London, 1483. From the aged Duchess of York, who is 99 years old and will never sit on the throne, to the young Lady Anne who will marry Richard III in order to reign, Chaurette traces the shifting passions and ambitions of six women drawn from Shakespeare’s theatre and portray them here in the timelessness of their quest. As Ernst Kantorowicz has said so clearly in The King’s Two Bodies, all royal personae exist in two worlds: the private world of their needs and desires; and the public world where they become the emblematic icon of the realm. It is on the ritualized ground between these two worlds where the human drama is seen most clearly in all of its comic and tragic, visceral and political, temporal and metaphysical astonishments. Yet this traditionally male ground has rarely been explored with women characters, and has even less frequently been presented in the context of the primal mystery it ultimately is—the vision of public majesty in the instant before the death of the private body.

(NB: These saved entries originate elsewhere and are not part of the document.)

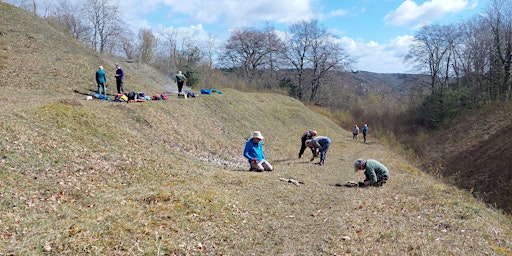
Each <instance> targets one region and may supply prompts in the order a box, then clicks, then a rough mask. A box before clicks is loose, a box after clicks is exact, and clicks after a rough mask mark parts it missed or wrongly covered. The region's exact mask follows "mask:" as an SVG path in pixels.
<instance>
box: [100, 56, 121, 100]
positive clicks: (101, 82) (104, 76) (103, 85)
mask: <svg viewBox="0 0 512 256" xmlns="http://www.w3.org/2000/svg"><path fill="white" fill-rule="evenodd" d="M115 78H116V87H117V94H121V93H124V70H123V69H122V68H121V66H119V64H116V74H115ZM96 83H97V84H98V94H99V95H104V96H105V97H107V73H105V71H104V70H103V66H99V68H98V70H97V71H96Z"/></svg>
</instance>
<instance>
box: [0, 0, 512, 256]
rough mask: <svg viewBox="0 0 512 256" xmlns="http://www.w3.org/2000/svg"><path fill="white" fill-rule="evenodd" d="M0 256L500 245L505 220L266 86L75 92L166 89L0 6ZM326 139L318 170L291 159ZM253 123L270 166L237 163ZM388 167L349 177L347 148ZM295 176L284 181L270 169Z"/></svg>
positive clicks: (391, 254) (145, 74) (350, 253)
mask: <svg viewBox="0 0 512 256" xmlns="http://www.w3.org/2000/svg"><path fill="white" fill-rule="evenodd" d="M0 24H2V26H0V50H1V52H0V61H1V62H0V69H1V73H0V74H1V76H0V88H1V89H2V92H3V94H2V96H1V98H2V100H1V101H0V109H1V112H0V118H1V119H2V123H1V124H0V134H1V136H0V213H1V214H0V240H1V242H0V255H90V254H95V255H510V254H511V253H512V242H511V241H512V223H511V219H510V217H509V216H508V215H505V214H503V213H501V212H500V211H499V210H497V209H494V208H489V207H487V206H486V205H485V204H484V203H482V202H481V201H479V200H477V199H474V197H473V196H472V195H471V194H470V193H468V192H466V191H462V190H460V189H457V188H456V187H453V186H450V185H446V184H443V183H441V182H439V181H437V180H435V179H434V178H432V177H431V176H428V175H426V174H424V172H423V171H421V170H420V169H418V168H416V167H415V166H414V165H412V164H410V163H409V162H407V160H406V159H405V158H404V157H403V154H402V153H401V152H393V151H391V150H390V149H389V148H387V147H386V146H385V145H384V144H383V143H381V139H379V138H376V137H375V136H374V135H372V133H370V134H369V138H368V139H369V142H368V143H362V142H361V141H360V140H359V141H356V140H352V135H351V133H350V132H348V131H346V130H343V129H341V128H340V127H338V126H337V125H336V124H335V123H334V122H332V121H331V120H330V119H329V118H327V117H325V116H322V115H319V114H317V113H315V112H313V111H311V110H310V109H309V108H307V107H306V106H304V105H303V104H302V103H301V102H299V101H297V100H294V99H292V98H289V97H286V96H282V95H279V94H271V93H242V92H239V91H236V90H232V89H222V92H223V94H212V95H201V96H199V97H197V98H190V99H178V98H177V97H176V96H175V95H172V97H171V98H170V100H168V101H151V102H145V103H129V104H127V103H114V102H108V101H100V100H93V101H86V100H85V97H86V95H90V94H91V93H93V92H94V91H95V90H96V85H95V84H94V81H93V75H94V72H95V70H96V68H97V66H98V65H104V66H105V68H106V70H111V72H113V70H114V68H113V67H114V64H115V63H116V62H120V63H121V64H122V65H123V67H124V68H125V70H126V72H127V81H126V84H127V89H128V90H135V91H144V92H146V94H148V95H152V94H154V93H160V92H164V91H168V90H169V89H170V87H169V86H168V83H166V81H167V79H168V78H166V77H165V76H163V75H161V74H158V73H157V72H155V71H154V70H153V69H151V68H150V67H148V66H144V65H141V64H137V63H125V62H121V61H120V60H115V59H110V58H105V57H102V56H98V55H96V54H95V53H93V52H91V51H89V50H88V49H87V48H86V47H83V46H82V45H80V44H77V43H76V42H74V41H73V39H71V38H69V37H68V36H66V35H65V34H63V33H60V32H59V30H58V28H55V27H53V26H50V25H48V23H46V22H44V21H41V20H39V19H37V18H35V17H33V16H31V15H30V14H28V13H26V12H24V11H20V10H19V9H16V8H13V7H11V6H10V5H6V4H4V3H0ZM311 128H314V129H316V130H317V131H318V132H319V134H320V135H327V136H329V137H330V138H331V139H332V140H333V145H332V146H331V148H330V150H329V153H328V156H327V160H326V164H325V165H324V166H316V165H313V164H312V163H311V162H309V159H308V157H307V156H308V155H307V154H306V157H303V159H297V153H298V150H299V146H300V136H301V135H302V133H303V132H304V131H306V130H308V129H311ZM253 130H260V131H262V133H263V135H264V136H265V140H264V143H265V144H264V145H265V152H266V156H267V158H268V160H269V161H270V162H271V163H272V164H273V165H274V167H275V171H273V172H264V173H257V172H249V171H248V164H247V162H246V160H245V159H244V158H243V157H242V151H243V146H244V143H245V141H246V139H248V137H249V136H250V134H251V133H252V131H253ZM361 157H362V158H374V159H377V160H379V161H381V162H382V163H384V164H385V165H386V166H388V168H389V169H390V170H391V179H390V181H389V182H388V183H387V184H386V185H385V186H383V187H379V188H374V187H371V188H346V187H338V186H335V184H336V183H344V182H347V181H358V180H362V179H363V177H362V176H363V174H362V173H354V171H353V166H352V164H353V161H354V160H355V159H357V158H361ZM281 178H285V179H295V180H297V181H301V182H303V184H300V185H299V186H296V185H294V184H293V183H289V182H283V181H281V180H280V179H281Z"/></svg>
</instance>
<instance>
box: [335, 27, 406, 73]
mask: <svg viewBox="0 0 512 256" xmlns="http://www.w3.org/2000/svg"><path fill="white" fill-rule="evenodd" d="M412 39H413V37H412V36H408V35H405V36H398V37H395V38H393V39H391V40H389V42H388V43H386V44H379V43H378V42H375V41H369V42H363V41H361V40H354V39H352V38H349V37H343V38H342V39H341V44H342V45H343V46H344V47H345V49H346V50H347V52H348V53H349V54H350V55H352V56H354V57H355V58H356V59H357V64H356V65H354V66H353V67H352V68H353V69H354V70H363V71H369V72H375V73H407V72H408V71H409V70H407V66H406V64H405V63H404V62H403V58H404V56H405V55H406V54H407V52H408V51H409V46H410V44H411V42H412Z"/></svg>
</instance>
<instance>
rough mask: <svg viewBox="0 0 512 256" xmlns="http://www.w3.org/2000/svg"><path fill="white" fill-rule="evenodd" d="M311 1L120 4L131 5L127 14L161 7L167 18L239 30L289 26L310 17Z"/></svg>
mask: <svg viewBox="0 0 512 256" xmlns="http://www.w3.org/2000/svg"><path fill="white" fill-rule="evenodd" d="M314 1H315V0H279V1H277V0H237V1H233V0H215V1H211V0H189V1H187V3H184V2H183V1H178V0H146V1H136V0H125V1H123V5H125V6H131V8H130V9H131V11H130V12H134V16H140V15H135V12H137V13H139V14H140V12H143V13H148V12H151V11H156V10H157V9H158V8H165V9H166V10H167V11H168V13H169V17H171V18H179V17H181V16H186V17H187V21H188V22H190V23H203V24H219V23H220V24H228V25H230V26H232V27H242V26H248V25H251V24H255V23H257V22H261V21H265V20H271V21H274V22H279V23H289V22H294V21H297V20H302V19H308V18H311V17H313V15H312V11H311V10H312V6H313V2H314Z"/></svg>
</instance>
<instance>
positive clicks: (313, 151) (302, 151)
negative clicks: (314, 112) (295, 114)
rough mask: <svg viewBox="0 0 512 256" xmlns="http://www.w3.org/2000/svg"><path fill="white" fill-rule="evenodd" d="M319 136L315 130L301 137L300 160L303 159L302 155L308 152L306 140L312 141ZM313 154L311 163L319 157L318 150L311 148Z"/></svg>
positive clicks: (311, 152)
mask: <svg viewBox="0 0 512 256" xmlns="http://www.w3.org/2000/svg"><path fill="white" fill-rule="evenodd" d="M316 135H317V132H316V131H314V130H309V131H307V132H305V133H303V134H302V137H300V150H299V159H300V158H301V157H302V154H304V151H305V150H306V148H307V146H306V140H310V139H312V138H313V137H315V136H316ZM311 153H312V154H313V157H312V158H311V160H310V161H313V160H315V156H317V155H318V152H317V150H316V149H314V148H311Z"/></svg>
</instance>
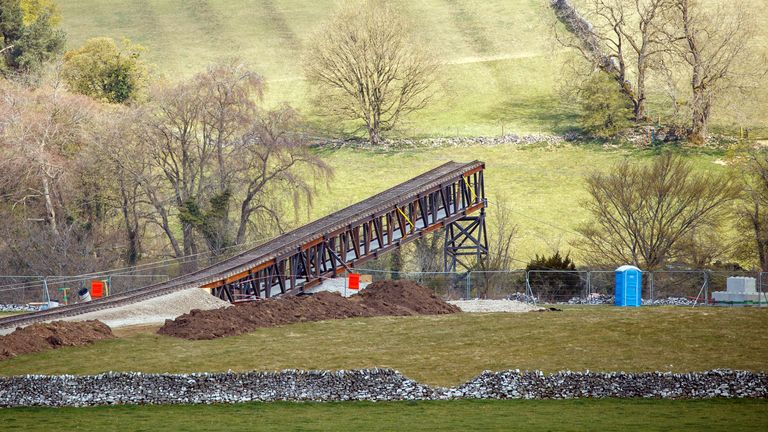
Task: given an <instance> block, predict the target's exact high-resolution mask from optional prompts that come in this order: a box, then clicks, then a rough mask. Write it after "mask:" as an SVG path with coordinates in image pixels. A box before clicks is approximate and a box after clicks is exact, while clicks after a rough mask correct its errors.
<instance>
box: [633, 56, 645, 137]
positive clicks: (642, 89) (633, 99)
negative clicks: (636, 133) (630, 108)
mask: <svg viewBox="0 0 768 432" xmlns="http://www.w3.org/2000/svg"><path fill="white" fill-rule="evenodd" d="M632 104H633V105H634V110H633V111H634V114H635V122H637V123H639V122H643V121H645V64H644V62H642V61H641V62H640V63H639V64H638V65H637V96H636V97H635V98H634V99H633V100H632Z"/></svg>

The Queens, first published in an English translation by Coach House Press in 1992, is presented here in a new edition, containing the latest revisions by the author and the translator.

Cast of six women.

Linda Gaboriau

Linda Gaboriau is an award-winning literary translator based in Montréal. Her translations of plays by Québec’s most prominent playwrights have been published and produced across Canada and abroad. In her work as a literary manager and dramaturge, she has directed numerous translation residencies and international exchange projects. She is the founding ­director of the Banff International Literary Translation Centre. Gaboriau has twice won the Governor General’s Award for Translation: in 1996, for Daniel Danis’s Stone and Ashes, and in 2010, for Wajdi Mouawad’s Forests.